The odd thing about the increasing rate of redactions is that they are coming at a time when there have been signs from elsewhere in the administration that a change of policy is needed and, at least when it comes to Guantanamo, might be limping its way toward us. President Bush has finally said that he’d like to find a way to close Guantanamo. The Supreme Court has called the classification of the detainees into question by stating that the Geneva Conventions apply even to al-Qaeda. Only days ago, the Department of Defense revised its Guantanamo detainee policy to adhere to the Geneva Conventions. Meanwhile, the detainees are being cleared of accusations and released at a more rapid rate than previously. Two weeks ago, for instance, fourteen Saudis were released from Guantanamo and sent back to Saudi Arabia, bringing the number of prisoners cleared and released from Guantanamo to nearly three hundred. Internal military concerns for making Gitmo a humane and legal prison have grown. In the past several months, the military has instituted a ban on the use of dogs and a new policy of religious sensitivity with regard to the detainees.
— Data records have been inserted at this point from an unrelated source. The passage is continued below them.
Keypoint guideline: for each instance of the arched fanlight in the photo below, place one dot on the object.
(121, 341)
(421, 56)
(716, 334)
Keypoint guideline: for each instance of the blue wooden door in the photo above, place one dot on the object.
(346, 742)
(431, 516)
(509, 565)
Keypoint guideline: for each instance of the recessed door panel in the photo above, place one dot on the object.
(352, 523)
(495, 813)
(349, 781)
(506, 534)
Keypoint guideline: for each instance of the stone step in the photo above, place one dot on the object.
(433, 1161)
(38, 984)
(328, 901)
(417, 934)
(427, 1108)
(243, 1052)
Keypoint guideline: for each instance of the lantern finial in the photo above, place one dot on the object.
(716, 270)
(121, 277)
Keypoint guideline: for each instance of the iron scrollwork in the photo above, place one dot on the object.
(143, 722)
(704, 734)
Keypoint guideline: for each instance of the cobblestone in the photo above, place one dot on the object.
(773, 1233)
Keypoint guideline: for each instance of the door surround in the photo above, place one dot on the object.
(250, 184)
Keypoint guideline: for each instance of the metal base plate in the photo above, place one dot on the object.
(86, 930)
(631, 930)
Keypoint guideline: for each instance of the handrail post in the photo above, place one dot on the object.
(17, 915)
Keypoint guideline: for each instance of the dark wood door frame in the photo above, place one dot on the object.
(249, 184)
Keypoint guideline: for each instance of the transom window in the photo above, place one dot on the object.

And yet on this, as on so much else with the Bush administration, if it weren’t for angry, frustrated, or horrified leakers from within the military, the intelligence community, and the federal bureaucracy generally, we might truly be plunged into informational darkness. Part of the aura of secrecy the Bush administration has created around its own behavior involves the insistence that only agreed-upon administration officials can tell the story and only their way — and often only as a last resort.
It’s not surprising then that the more reports appear on the treatment (or mistreatment) of detainees around the world, the less they bother to offer us the light of day; and the more all-black pages that enter the world, the less the public knows — except about the nature of the Bush administration itself. Shrouded in secrecy and adamant about the right not to reveal, the administration stands defiantly behind its darkened pages. And so here we stand, too, the text of our world becoming increasingly unreadable as words turn into massive inkblots, and black spaces overcome white ones. The dark, it seems, continues to swallow the light.